The Law Commission will also make recommendations on 'intimate image' abuse following the close of its consultation on this in May 2021. The provisional proposals include four new offences:
- A 'base' offence which prohibits the taking or sharing of an intimate image of a depicted person where they do not consent and there is no reasonable belief in consent by the perpetrator.
Three more serious offences:
- Taking or sharing an intimate image without the consent of the depicted person, with the intention to humiliate, alarm or distress the victim.
- Taking or sharing an intimate image, without the consent of the depicted person where the perpetrator has no reasonable belief in consent, for the purpose of either the perpetrator's own or someone else’s sexual gratification.
- An offence of threatening to share an intimate image where the threat is either intended to cause the depicted person to fear that the image will be shared or the perpetrator is reckless as to whether the depicted person will fear that the threat will be carried out.
The UK government's draft Online Safety Bill (OSB) sets out duties of care on relevant online service providers to prevent or reduce online harm.
A Joint Committee set up to consider the OSB and hear evidence, including from some of the major social media platforms, recently reported. It recommends a very significant reshaping of the OSB. It is likely that the OSB will progress, following any amendments, to enactment before the end of 2022 (although the exact date is unknown).
Under the OSB (as drafted in May 2021), Ofcom will have an enhanced duty to improve the media literacy of members of the public and, for material published by means of the electronic media, to encourage the development and use of technologies and systems which help to improve the media literacy of members of the public. 'Media Literacy' includes:
- an understanding of the nature and characteristics of material published online, and
- an awareness of the impact that such material might have (for example, the impact on the behaviour of those who receive it).

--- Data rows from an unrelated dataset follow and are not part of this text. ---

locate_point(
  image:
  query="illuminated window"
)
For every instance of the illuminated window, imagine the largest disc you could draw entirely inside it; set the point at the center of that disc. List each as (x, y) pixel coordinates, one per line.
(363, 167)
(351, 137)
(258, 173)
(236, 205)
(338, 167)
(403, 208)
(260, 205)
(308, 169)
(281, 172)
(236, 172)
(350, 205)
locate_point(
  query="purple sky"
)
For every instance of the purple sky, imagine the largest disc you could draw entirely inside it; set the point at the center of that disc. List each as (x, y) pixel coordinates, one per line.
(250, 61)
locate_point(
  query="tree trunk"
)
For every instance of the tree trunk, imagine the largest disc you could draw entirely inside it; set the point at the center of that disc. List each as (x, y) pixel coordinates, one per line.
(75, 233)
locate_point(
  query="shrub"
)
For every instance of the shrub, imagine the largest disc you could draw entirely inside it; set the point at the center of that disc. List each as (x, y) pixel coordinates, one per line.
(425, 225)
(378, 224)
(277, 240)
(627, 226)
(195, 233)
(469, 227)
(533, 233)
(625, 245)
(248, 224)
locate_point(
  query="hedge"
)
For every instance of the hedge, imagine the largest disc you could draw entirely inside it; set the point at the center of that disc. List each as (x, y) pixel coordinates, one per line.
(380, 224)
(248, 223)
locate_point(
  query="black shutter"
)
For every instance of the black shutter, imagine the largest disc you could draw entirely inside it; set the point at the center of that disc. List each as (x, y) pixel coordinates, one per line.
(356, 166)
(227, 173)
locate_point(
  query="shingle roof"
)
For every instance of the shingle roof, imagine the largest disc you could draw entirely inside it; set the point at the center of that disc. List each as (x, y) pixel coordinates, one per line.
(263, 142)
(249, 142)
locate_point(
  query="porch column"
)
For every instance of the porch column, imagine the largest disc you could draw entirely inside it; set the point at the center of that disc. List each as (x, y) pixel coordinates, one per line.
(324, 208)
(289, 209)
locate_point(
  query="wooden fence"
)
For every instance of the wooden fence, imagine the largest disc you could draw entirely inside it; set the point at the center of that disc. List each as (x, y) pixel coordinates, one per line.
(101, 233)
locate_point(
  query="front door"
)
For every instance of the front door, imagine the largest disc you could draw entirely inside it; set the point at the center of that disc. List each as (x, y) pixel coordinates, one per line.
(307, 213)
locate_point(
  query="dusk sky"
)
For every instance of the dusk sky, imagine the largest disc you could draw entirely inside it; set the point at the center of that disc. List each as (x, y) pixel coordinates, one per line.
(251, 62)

The Online Media Literacy Strategy guidance (DCMS Online Media Literacy Report) is part of the government's plan to support the education and empowerment of all internet users with the key skills and knowledge they need to be safe online, which includes supporting organisations to take action to help users manage their online safety. Under the media literacy framework, users should understand:
- the risks of sharing personal data online and how that data can be used by others, and be able to take action to protect their privacy online
- how the online environment operates and use this to inform decisions online
- how online content is generated, and be able to critically analyse the content they consume
- that actions online have consequences offline, and use this understanding in their online interactions
- how to participate in online engagement and contribute to making the online environment positive, whilst understanding the risks of engaging with others.
As part of the Strategy, teachers, carers, librarians and youth workers are to be trained to help youths and the disabled spot disinformation online. A new cross-sector task force will also be established to help increase media literacy rates.
The UK government is taking active steps to try to tackle online harms. Internet businesses that are within the scope of the OSB will not only need to be ready to comply with the Bill, but also be aware of the developments in the main offences which relate to online harms to prevent or minimise unlawful material.